4 medium size karela
Salt to taste
Oil as required
For the filling:
100gms prawns (cleaned and cut into small pieces)
1 large onion finely chopped
1 medium tomato finely chopped
1 ½ tablespoon rechardo masala
Link for rechardo masala is in the below posting:
1. Scrape the outer skin slightly and cut the top of the karela.
2. Make a small incision and slit the top lengthwise to enable you to clean the seeds and create a cavity.
3. Take a pot with water and salt. Add the karela and boil till its 90% cooked, drain the water and keep the karela aside to cool.
4. Place the toothpicks in water.
5. Add oil to a pot and sauté the onion till they turns translucent.
6. Add the tomatoes and cook for 2 minutes.
7. Now add the prawns and cook for another minute, add salt to taste.
8. Add the rechardo masala and cook till the prawns are done and the filling becomes thick.
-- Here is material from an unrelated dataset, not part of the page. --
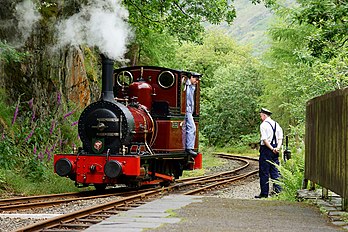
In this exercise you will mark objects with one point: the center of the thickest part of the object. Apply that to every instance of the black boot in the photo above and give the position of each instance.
(261, 196)
(191, 152)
9. Take a teaspoon and start filling the empty cavity in the karela
10. With the help of the toothpick close the kerala opening / slit ( you can also use thread )
11. In a pan add oil and shallow fry the karela till they are cooked on all sides.
** boiling the karela in salt water reduces the bitterness.
** You can also apply salt to the prawns after cleaning and cutting.